One example of the perfect circularity of ethnokitsch is Romanian forenames. Visitors find that most of the people they meet are named after Roman emperors and poets, for example Tiberiu and Ovidiu, and draw the conclusion that the Romanians are direct descendants of the Romans. The locals will not hasten to contradict them. In reality, a couple of hundred years ago most Romanians were named after the common stock of Eastern Christian saints (Ion, Stefan and so on), or bore local names that were neither Christian nor Classical Roman (e.g. Mircea). The imperial Roman names were part of the nineteenth-century nation-building project, revived under Ceauşescu, involving an ethnogenesis that is unprovable, probably unknowable, and bitterly disputed by the Hungarians. In other words, so many modern Romanians are called Adrian and Adriana not because they are descended from the legions but because nationalists wanted them to think that they were.

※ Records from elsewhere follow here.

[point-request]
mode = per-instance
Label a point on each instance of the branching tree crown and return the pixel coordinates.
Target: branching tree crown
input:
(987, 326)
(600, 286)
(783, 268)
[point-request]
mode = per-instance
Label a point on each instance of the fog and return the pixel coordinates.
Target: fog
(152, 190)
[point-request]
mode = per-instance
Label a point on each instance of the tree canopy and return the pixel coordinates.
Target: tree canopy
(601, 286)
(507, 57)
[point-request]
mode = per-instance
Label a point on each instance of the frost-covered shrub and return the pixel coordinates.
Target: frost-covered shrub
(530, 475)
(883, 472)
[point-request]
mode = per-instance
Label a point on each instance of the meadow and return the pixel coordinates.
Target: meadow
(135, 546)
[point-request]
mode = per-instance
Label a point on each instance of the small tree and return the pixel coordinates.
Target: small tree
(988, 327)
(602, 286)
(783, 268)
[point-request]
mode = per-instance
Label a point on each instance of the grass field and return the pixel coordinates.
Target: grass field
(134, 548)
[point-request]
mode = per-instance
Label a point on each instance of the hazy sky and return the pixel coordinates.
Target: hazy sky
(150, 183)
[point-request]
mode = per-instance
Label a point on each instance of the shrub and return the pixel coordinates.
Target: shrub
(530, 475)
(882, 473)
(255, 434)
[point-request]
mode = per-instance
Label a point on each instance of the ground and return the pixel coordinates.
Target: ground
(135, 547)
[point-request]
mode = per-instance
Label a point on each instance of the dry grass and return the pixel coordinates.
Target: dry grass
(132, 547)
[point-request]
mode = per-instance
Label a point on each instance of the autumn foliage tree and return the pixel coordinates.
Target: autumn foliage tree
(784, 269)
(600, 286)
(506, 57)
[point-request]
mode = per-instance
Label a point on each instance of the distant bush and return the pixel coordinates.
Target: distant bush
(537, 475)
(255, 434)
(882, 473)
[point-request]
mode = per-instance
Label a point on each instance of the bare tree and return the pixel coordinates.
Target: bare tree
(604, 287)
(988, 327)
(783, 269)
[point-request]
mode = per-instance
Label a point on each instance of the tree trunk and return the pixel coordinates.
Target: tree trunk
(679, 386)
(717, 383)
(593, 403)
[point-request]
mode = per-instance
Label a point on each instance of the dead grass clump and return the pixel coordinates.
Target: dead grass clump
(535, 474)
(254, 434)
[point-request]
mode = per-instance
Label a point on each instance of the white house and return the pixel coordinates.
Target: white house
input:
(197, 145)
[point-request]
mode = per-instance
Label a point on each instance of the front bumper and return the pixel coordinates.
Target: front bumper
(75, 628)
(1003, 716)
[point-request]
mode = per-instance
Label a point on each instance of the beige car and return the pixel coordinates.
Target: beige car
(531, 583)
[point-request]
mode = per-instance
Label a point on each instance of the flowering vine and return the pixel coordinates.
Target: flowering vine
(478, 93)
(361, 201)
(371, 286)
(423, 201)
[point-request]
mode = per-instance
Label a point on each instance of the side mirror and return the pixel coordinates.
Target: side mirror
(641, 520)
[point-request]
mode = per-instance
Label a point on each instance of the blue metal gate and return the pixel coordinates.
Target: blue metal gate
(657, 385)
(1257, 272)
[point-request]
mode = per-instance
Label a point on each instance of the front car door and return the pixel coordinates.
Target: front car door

Moreover, their interpretation of Romanity begins and ends with Trajan’s conquest of Dacia, and most Romanians are blissfully unaware that in the Middle Ages the term “Romania” denoted, not the lands across the Danube but the Byzantine Empire in general and Anatolia in particular; Romans was what the Greeks then called themselves, and the ancient self-designation of the Vlach mountaineers of the Transylvanian Alps was more probably related to some Byzantine allegiance than to a folk memory of the legions of the second century.